Creativity and enterprise can flourish even in captivity. These are not caged by four walls. The mind and spirit are always free to explore avenues beyond the surroundings. Furniture, multi-purpose bags, kitchen apparel, storybooks, wall hanging storage for children to packaged ready-to-eat food… these are not things you would generally associate with jail inmates. But the recent ‘Jail Se’ exhibition mounted by the NID in collaboration with the Gujarat State Prison Department (Sabarmati Central Jail) showed that there is more to the identity of jail inmates than their crimes.
The initiative was brought together by the post-graduate students of Furniture and Interior design at the NID and was guided by associate senior faculty Pravin Sinh Solanki. It was created under the aegis of ‘Guj Pride’—a state government-led organisation to encourage employment of the central jail inmates through various approaches such as baking, textiles, weaving furniture, and binding press. All the products at the ‘Jail Se’ exhibition were developed by prison inmates with some professional help and guidance from the NID team.
Talking to Vibes of India, Deva, a student of NID, shared his experience of visiting jails as part of the collaboration. “The reel life had created an image of an incarcerated man like someone to be scared of.

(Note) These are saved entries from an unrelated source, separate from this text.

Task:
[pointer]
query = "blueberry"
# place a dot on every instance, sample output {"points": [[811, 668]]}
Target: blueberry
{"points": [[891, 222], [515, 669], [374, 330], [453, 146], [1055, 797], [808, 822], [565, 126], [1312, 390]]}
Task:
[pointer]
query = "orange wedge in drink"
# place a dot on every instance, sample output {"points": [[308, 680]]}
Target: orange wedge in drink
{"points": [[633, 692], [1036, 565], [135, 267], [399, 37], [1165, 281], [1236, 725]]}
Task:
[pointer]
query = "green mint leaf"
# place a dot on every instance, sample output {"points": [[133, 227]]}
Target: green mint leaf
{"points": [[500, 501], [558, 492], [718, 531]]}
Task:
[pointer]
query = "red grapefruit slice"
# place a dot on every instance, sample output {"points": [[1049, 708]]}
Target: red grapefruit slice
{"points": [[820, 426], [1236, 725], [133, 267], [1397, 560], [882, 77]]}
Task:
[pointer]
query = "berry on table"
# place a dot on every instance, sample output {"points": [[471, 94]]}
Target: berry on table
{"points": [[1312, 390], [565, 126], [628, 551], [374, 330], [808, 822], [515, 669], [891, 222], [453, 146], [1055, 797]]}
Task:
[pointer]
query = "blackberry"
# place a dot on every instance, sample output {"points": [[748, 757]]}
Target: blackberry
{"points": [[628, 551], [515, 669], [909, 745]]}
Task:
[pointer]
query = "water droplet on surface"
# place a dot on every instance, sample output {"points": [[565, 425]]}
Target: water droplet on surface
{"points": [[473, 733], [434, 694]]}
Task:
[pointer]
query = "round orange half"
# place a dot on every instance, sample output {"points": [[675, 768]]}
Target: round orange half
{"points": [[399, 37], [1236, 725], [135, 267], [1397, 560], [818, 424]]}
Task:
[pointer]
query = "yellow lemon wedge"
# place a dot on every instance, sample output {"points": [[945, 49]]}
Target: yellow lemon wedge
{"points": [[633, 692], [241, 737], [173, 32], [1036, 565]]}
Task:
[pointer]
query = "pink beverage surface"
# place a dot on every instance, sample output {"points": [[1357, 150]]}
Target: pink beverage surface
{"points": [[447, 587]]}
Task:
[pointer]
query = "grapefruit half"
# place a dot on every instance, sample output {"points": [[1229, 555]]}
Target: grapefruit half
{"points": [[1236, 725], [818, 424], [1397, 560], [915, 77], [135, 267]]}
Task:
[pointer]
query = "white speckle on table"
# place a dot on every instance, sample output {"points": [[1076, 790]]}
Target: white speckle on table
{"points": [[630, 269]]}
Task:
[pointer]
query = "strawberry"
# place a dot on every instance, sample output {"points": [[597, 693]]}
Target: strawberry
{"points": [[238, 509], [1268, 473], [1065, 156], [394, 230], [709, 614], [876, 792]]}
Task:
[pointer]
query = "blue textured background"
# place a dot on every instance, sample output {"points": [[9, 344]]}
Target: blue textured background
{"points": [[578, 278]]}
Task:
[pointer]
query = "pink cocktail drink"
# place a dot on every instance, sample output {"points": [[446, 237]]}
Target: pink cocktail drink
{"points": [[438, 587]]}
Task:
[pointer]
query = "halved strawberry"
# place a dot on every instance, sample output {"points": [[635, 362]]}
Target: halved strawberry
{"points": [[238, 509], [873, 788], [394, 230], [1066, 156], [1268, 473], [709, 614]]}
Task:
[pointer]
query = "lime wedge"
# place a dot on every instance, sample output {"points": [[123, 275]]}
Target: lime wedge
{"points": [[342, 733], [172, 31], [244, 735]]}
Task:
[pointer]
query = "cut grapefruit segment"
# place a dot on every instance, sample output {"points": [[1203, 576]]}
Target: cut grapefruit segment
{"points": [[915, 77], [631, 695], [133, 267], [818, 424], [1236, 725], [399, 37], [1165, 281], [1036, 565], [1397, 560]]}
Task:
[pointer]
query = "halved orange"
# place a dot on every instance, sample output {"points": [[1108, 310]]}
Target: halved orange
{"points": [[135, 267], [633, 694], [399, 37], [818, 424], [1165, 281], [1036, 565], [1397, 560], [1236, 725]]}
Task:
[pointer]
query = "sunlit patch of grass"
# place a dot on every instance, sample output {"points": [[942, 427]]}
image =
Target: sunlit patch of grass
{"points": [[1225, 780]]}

But when we entered the prison premises we realised that the inmates were just like common people. Sure they had made a mistake or two, but they too yearned for a second chance in life. They craved an identity beyond that of a prisoner and wanted to showcase their skills to the outer world. Don’t we all deserve a second chance when we falter?” he asked.

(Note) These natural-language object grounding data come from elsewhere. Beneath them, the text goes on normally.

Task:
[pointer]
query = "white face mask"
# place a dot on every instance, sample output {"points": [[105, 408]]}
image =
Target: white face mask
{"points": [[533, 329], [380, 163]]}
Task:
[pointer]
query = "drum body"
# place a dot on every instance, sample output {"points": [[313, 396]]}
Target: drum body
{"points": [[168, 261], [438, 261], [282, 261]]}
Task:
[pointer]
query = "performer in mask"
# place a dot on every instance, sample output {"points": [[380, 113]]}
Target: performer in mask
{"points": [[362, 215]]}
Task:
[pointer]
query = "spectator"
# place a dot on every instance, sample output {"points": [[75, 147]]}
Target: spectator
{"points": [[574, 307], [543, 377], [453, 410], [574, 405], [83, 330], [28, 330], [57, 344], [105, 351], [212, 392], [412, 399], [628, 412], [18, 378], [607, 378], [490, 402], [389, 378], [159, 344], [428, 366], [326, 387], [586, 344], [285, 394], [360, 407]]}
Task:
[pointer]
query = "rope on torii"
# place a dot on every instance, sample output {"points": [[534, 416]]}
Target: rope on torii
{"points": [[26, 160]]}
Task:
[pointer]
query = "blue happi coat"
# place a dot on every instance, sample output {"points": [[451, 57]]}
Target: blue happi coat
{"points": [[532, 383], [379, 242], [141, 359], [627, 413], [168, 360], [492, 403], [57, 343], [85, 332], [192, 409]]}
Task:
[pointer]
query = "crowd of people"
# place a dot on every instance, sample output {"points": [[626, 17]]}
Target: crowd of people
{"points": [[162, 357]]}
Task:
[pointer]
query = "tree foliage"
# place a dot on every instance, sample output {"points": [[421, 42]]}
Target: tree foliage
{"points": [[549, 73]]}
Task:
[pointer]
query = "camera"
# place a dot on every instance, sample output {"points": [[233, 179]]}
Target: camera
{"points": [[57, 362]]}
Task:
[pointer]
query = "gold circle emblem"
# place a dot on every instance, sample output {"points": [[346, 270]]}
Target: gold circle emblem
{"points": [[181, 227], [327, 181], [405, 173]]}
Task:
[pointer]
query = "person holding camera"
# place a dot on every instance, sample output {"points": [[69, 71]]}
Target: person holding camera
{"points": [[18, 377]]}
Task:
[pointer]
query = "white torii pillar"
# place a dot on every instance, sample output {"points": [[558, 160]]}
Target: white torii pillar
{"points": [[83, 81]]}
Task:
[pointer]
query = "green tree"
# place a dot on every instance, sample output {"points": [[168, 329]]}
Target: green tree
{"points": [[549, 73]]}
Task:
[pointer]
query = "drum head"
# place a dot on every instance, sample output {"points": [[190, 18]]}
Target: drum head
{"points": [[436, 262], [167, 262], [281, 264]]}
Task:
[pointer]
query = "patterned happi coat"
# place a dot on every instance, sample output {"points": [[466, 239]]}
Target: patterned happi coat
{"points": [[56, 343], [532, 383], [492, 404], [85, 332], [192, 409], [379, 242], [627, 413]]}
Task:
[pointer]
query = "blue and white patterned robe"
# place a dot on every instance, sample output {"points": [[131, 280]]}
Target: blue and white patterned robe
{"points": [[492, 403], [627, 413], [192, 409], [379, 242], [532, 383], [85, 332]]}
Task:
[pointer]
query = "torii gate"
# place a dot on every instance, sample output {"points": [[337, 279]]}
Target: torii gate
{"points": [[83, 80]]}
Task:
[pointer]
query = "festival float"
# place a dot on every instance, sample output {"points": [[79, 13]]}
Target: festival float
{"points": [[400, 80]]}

While the craving for an identity as a skilled person was there in most of the inmates, it was a task for the NID team to zero in on how best to showcase them. The team studied the various machines and materials used by the jail inmates and tried to gauge their skills while merging them with available resources.
There were many items being produced within the jail premises by the inmates. But due to poor packaging and lack of proper hygiene, these were not attractive enough to be able to reach an appreciative market. To fix the lacunae, the NID team designed a logo along with proper packaging that would present the items manufactured by the inmates professionally to people.
Aashish Khaire, a final year post-graduate design student of NID, who created the ‘square chair’ as part of the exhibition, talked to Vibes of India about overcoming hurdles while helping the inmates. “Furniture manufacture generally requires highly skilled labour because the designs are not easy. Needless to say, the furniture manufacturing unit in the jail was the least appealing to the inmates. We tackled the issue by guiding unskilled inmates to produce furniture with minimal training. We made use of simple ways of cutting and drilling that eliminated the need for skilled training. And we achieved this by using the available machines in the jail. Even the canvas backrest and seating of the chair was created by the inmates,” he said.
As they say, if you put your mind to it, nothing is really impossible.